The political implications of standing with Trump also depends on the district: In places where he is more popular, having his base turn out could also boost female GOP candidates.
Sounding the alarm
While 2018 might have been a good year for women overall, it was bad for Republican women in the House, where their numbers dropped from 23 to 13.
But calling attention to that may have encouraged more GOP women to run.
“The fact that we rang the bell in a very public way and had colleagues be accountable to ringing that bell was a really important step,” said Stefanik, who stepped away from her NRCC role to play in primaries for women. The attention around the dearth of GOP women has also helped candidates get more media exposure this year.
But getting more women to run is only a first step. Primaries, especially in competitive seats, loom large, and have traditionally been where women candidacies ended.
That’s why Stefanik, Schuller and Conway are so excited that a woman made the runoff last week in the special primary election for an open, and strongly Republican, seat in North Carolina’s 3rd District. Pediatrician Joan Perry ran with backing from Winning for Women, Susan B. Anthony List and VIEW PAC.
The existence of these groups — and the fact that Winning for Women’s super PAC is now making six-figure independent expenditures — may also encourage more female Republicans to run because they see someone might have their back.

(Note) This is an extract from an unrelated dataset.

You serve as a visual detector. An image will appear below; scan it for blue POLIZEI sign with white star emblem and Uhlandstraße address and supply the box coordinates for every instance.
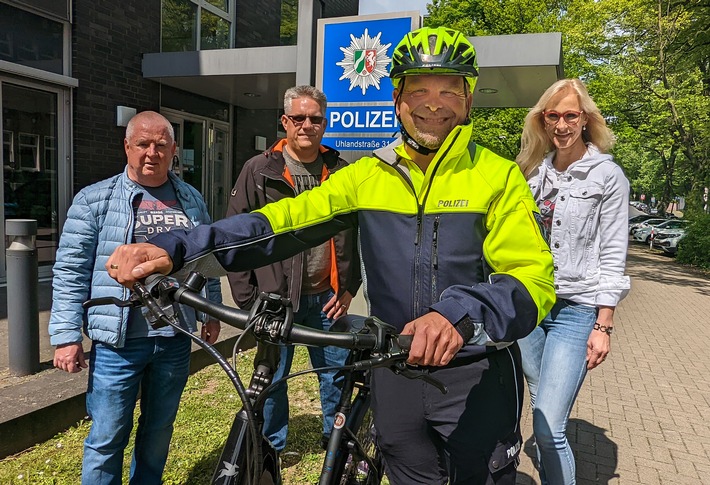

There’s another big reason Republican women are excited about Perry making it into the runoff in North Carolina: Electing a woman in a safe GOP seat is the best chance for the party to actually grow its numbers.
Conway’s biggest fear is that 2018 ushered in a cyclical pattern of women in competitive seats beating women from the other party.
“I would much rather take out random Democratic guys,” Conway said. “Because women work better with each other.”